A survey conducted by YouGov shows that 65% of British players are concerned that if the tax burden is passed on to consumers, it will force more people to illegal websites. These platforms usually do not pay taxes and lack basic user protection measures.
Proposed new policy: A merger of three taxes, causing widespread concern
The UK Treasury launched a tax consultation in April, suggesting the unification of the current three gambling tax rates—Remote Gaming Duty (RGD), General Betting Duty (GBD), and Pool Betting Duty (PBD)—into a single "Betting and Gaming Duty" (BGD). Although the specific tax rate has not yet been determined, it is generally expected within the industry that the new tax rate will be based on the current RGD level of 21%, meaning most operators will face heavier tax burdens.
Currently, the RGD rate is 21% of profits, while GBD and PBD rates are only 15%. The industry is concerned that once the merged tax rate is set at a higher level, small and medium-sized gambling companies with already slim profits will be the first to be hit.

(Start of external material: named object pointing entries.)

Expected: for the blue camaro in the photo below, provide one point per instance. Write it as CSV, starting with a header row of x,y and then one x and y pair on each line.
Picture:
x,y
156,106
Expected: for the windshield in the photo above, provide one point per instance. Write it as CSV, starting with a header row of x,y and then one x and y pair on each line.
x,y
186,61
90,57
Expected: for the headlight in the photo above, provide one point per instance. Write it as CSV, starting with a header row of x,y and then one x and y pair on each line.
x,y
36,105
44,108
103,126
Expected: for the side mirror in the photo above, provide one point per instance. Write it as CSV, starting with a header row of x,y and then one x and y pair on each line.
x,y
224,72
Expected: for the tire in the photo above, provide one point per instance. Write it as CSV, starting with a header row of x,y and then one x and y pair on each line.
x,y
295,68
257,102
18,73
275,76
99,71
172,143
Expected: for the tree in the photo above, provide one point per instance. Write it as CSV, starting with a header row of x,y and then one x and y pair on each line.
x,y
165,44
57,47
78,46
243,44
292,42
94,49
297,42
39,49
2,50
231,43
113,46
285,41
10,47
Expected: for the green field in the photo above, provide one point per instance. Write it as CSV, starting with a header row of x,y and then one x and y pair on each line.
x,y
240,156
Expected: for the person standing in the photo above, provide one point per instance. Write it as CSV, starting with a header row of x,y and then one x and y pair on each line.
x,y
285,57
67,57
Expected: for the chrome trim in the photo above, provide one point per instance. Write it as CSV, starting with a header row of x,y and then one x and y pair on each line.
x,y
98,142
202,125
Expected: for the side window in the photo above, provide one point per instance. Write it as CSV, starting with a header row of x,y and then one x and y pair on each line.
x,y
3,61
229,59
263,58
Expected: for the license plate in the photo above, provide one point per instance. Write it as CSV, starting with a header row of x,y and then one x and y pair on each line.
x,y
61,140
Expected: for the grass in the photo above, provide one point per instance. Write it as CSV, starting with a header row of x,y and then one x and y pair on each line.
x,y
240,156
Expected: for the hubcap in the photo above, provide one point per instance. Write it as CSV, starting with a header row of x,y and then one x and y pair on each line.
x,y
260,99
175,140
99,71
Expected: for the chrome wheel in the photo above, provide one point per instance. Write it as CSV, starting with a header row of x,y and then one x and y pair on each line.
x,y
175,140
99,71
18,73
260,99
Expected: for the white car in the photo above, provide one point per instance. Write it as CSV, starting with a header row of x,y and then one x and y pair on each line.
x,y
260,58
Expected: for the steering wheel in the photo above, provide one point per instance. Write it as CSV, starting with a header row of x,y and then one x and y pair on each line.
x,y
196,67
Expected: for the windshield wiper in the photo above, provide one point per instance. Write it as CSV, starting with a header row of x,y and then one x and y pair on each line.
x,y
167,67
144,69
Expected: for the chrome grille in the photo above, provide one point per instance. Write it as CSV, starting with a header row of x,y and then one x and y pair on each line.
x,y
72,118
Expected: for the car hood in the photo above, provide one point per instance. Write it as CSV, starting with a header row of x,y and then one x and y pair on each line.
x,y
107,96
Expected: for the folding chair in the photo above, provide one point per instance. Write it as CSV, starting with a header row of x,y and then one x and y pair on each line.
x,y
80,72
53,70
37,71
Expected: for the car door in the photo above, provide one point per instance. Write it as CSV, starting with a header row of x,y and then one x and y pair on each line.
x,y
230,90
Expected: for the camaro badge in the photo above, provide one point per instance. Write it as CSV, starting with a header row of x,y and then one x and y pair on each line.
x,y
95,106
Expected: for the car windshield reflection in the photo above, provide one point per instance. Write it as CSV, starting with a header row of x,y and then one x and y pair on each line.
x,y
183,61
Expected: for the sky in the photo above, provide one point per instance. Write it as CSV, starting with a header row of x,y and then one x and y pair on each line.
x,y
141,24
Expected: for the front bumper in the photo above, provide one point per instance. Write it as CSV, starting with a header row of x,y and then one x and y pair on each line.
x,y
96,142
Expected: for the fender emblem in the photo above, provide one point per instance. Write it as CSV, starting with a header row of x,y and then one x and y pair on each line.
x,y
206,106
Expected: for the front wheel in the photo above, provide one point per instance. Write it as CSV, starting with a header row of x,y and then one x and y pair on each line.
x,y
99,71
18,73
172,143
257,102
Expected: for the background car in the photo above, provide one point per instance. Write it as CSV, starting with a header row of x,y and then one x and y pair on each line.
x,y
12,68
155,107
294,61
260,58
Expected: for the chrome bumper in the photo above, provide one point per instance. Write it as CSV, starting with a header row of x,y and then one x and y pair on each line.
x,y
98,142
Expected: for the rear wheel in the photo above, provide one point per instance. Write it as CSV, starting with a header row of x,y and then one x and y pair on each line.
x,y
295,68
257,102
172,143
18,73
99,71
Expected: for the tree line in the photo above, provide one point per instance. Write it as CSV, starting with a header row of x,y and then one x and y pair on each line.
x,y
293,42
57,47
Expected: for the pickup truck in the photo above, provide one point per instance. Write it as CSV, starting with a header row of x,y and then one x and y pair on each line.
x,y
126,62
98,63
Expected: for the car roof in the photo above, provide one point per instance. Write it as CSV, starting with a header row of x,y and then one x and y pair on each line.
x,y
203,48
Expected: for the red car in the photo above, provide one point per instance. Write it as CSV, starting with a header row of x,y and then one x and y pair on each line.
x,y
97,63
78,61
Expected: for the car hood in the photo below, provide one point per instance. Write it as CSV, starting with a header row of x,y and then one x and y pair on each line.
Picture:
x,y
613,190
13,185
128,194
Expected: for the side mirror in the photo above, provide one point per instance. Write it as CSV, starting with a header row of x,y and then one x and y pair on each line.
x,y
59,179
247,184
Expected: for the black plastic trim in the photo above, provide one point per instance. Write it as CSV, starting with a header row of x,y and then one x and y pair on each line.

Small operators may be eliminated
Melanie Ellis, a partner at Northridge Law, stated that many small operators struggle to bear additional tax burdens, especially those emerging brands still trying to expand their market share.
"Every percentage point increase in the tax rate significantly compresses the already limited profit margins," she said. "To survive, some operators might have to offer worse odds, which could weaken the overall market competitiveness."
Ellis further pointed out that this environment might push users towards the black market, especially those who are price-sensitive. "Unfortunately, the most vulnerable groups will be the first to be affected," she added.
BGC: Tax increases will backfire
Grainne Hurst, CEO of BGC, also warned the government that any rash tax increase measures could endanger the stability of the regulated market and potentially harm traditional sports such as horse racing that rely on gambling revenue.
"This survey data is shocking. It shows that if the government insists on increasing gambling taxes, it will only push a large number of gamblers towards unregulated, higher-risk black market platforms," Hurst pointed out.
She emphasized that this trend would directly threaten the government's tax revenue goals and the market regulatory system. "This is not about expanding the tax base, but about giving up regulatory achievements."
The black market size has already reached £2.7 billion
BGC cited its recent research indicating that the annual transaction volume of the UK black market online gambling activities has reached £2.7 billion. Black market platforms not only evade taxes but also do not provide responsible gambling tools and even accept users who have self-excluded from licensed platforms.
"This unregulated illegal market contributes nothing to sports and poses a significant risk to vulnerable groups," BGC stated.
Hurst urged the newly appointed Labour government to think twice. "If we push legal players towards the black market, not only will the government's finances suffer, but the entire industry's development will also fall into a vicious cycle."